What is (are) your main question(s)? What is your story? What does the final graphic show?
Research question: “Does drinking more alcohol lead to higher happiness?”
Studies suggest that moderate drinking, especially in social settings, may be linked to higher reported happiness or well-being. However, excessive drinking does not have the same effect, and can often lead to negative outcomes that overshadow any short-term pleasure. We wanted to analyze the correlation between alcohol consumption and happiness using specific datasets on our own.
We presents various visualizations exploring the relationship between alcohol consumption and happiness across countries and regions. Europe shows generally higher alcohol consumption, while regions like Africa and the Middle East have lower levels, influenced by cultural or religious norms. While there is a positive correlation between alcohol consumption and happiness, regional comparisons suggest this relationship is not consistent. In particular, economic factors such as GDP appear to have a stronger influence on happiness, especially in Developing Countries.

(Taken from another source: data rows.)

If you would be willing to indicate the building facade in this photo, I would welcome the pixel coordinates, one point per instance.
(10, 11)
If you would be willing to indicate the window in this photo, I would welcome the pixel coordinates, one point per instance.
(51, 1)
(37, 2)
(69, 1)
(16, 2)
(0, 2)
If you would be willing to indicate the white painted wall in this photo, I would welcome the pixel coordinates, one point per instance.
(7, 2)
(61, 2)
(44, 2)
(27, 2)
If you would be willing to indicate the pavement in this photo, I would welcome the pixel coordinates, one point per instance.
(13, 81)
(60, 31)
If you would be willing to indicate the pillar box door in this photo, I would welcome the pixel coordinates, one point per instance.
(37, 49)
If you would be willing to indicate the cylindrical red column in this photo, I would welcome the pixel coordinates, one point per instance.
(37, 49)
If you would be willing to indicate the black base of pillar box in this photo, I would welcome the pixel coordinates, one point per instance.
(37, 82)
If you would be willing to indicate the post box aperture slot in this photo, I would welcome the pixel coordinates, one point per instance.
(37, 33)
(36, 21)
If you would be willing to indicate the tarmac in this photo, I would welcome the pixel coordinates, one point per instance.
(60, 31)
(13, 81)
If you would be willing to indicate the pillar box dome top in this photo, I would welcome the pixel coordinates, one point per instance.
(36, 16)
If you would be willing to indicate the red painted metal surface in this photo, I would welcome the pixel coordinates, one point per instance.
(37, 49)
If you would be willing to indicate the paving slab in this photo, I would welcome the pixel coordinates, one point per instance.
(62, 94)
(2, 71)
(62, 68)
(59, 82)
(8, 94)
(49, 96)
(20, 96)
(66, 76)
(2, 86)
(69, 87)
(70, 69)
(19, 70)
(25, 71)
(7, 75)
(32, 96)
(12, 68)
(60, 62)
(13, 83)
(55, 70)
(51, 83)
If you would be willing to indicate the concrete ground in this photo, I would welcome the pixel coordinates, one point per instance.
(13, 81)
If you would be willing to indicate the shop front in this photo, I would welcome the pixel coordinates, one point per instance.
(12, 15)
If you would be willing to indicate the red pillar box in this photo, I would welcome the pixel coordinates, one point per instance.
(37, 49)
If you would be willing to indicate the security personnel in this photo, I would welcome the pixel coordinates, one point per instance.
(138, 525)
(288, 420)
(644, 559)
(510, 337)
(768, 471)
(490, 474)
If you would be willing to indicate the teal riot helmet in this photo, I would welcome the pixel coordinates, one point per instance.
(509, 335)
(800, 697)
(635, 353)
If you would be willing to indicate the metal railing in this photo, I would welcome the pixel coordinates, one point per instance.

Explain where the data came from, what agency or company made it, how it is structured, what it shows, etc.
The data for this project is sourced from Kaggle, specifically the Happiness and Alcohol Consumption dataset created by Marcos Pessotto. It includes 9 different variables related to alcohol consumption and happiness across 122 countries.
This dataset appears to have been processed, compiled from various sources including the United Nations Development Programme (UNDP) and happiness survey results conducted in 2016, and cleaned with key variables organized for analysis. Using this dataset, we want to determine the correlation between alcohol consumption and happiness, specifically whether drinking more alcohol leads to higher happiness.
The main variables we chose for our project are country, region, happiness score, GDP_PerCapita, Beer_PerCapita, Spirit_PerCapita, and Wine_PerCapita.
Country and Region: These are essential for understanding the geographical variation in alcohol consumption and happiness scores.
Happiness Score: This variable shows the relationship between a country’s happiness and its alcohol consumption.
GPD per Capita: This indicates the relationship between alcohol consumption for each country.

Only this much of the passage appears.